En 1981 yo impartía en la UNAM unas conferencias sobre cine cubano cuando recibí en mi hotel de la Zona Rosa una llamada de Gabriel García Márquez. Me pidió que acudiera a su casa, en la calle Fuego, en la zona exclusiva del Pedregal. Comimos en un restaurante cercano llamado El Perro Verde, o algo así. Me pidió que leyera su última novela, tenía prisa, era corta. ¿Cuál era el misterio de tanto apremio? Él sabía que me faltaban un par de días para regresar a La Habana. “Puedo leerla en el avión”, le dije. No, tenía que hacerlo en México. Estaba tan apurado por darme el manuscrito que al salir de la fonda olvidó la billetera en la mesa. Se dio cuenta en su casa, y me pidió que fuera a buscarla al Perro Verde. El camarero era decente y la tenía guardada, a pesar de estar bastante abultada, como supongo deben de estar las carteras de los escritores famosos. “Está todo”, suspiró el Gabo tras contar los billetes.
“Es un honor”, respondí.
Pero… ¿cuál era el misterio de tanta prisa?

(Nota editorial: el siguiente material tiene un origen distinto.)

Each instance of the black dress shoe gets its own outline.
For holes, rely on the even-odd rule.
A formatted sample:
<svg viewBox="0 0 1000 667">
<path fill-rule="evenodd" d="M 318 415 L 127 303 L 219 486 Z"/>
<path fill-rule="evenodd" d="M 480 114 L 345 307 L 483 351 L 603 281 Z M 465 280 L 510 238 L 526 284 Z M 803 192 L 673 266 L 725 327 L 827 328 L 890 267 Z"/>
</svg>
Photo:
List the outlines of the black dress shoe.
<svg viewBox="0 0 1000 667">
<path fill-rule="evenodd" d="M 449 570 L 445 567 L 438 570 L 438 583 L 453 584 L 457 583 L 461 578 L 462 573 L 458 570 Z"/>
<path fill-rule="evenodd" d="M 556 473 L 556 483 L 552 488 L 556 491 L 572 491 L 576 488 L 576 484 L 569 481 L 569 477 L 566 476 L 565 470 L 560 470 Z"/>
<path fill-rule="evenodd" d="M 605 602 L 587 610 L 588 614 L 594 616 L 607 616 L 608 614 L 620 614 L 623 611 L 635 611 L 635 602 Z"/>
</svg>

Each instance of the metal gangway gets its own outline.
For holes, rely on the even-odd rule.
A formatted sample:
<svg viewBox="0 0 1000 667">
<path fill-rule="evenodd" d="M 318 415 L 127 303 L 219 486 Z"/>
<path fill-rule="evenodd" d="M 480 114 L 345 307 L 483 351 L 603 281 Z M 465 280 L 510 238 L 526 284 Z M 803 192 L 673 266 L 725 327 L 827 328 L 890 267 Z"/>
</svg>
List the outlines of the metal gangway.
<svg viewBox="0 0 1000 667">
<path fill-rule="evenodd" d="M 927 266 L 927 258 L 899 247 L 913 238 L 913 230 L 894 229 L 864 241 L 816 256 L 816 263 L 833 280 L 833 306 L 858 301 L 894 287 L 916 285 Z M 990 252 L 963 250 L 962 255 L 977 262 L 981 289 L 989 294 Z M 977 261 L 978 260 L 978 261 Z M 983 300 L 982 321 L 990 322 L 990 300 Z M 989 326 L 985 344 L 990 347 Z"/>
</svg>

Me confesó que quería que Fidel lo autorizara a publicar este libro.
¿Por qué?
Porque había hecho un juramento público: no volvería a publicar mientras Pinochet siguiera en el poder. “Y el problema es que no se cae”, refunfuñó. “Y mientras tanto, escribí esta obra y tengo muchas ganas de publicarla”. Pero antes de romper su promesa anunciada debía consultarlo con Fidel.
En efecto, desde El otoño del patriarca (1975) el Gabo no había publicado nada de ficción. Demasiado tiempo en silencio para un escritor tan cotizado.
¿Y yo qué tenía que ver con todo eso?
—Quiero que le lleves este libro a Fidel.
—Yo no conozco personalmente a Fidel, no tengo acceso directo.
Dudó un instante y agregó:
—Pero sí conoces a Carlos Rafael Rodríguez, ¿verdad?
—A él sí lo conozco.
—Bueno, se lo das a él para que se lo dé a Fidel.
Luego quiso saber mi opinión sobre la novela, lo cual halagó al treintañero que yo era. Con mucho tacto, le comenté que su relato me recordaba vagamente a Rashomon —tanto los dos cuentos de Akutagawa como la película de Kurosawa— por aquello de los múltiples testigos o las diversas versiones sobre un crimen, pero él dijo que no, que su fuente de inspiración había sido el asesinato de Julio César. Pensé en los augures, en la fatalidad de la tragedia griega, y concluí que tenía razón, aunque lo japonés no se lo quitaba nadie al Gabo, como se evidenció más tarde con Memoria de mis putas tristes, tan afín a La casa de las bellas durmientes, de Kawabata, ya desde el epígrafe.
Veinticuatro horas más tarde aterricé en La Habana y le entregué ese texto clandestino (no anunciado) a Carlos Rafael Rodríguez. Poco después Crónica de una muerte anunciada fue publicada simultáneamente en Colombia, en España, en México y en Argentina. Obviamente el Gabo había obtenido el imprimátur de Fidel Castro, como compete a toda alta autoridad eclesiástica o ideológica. La Edad Media en estado puro.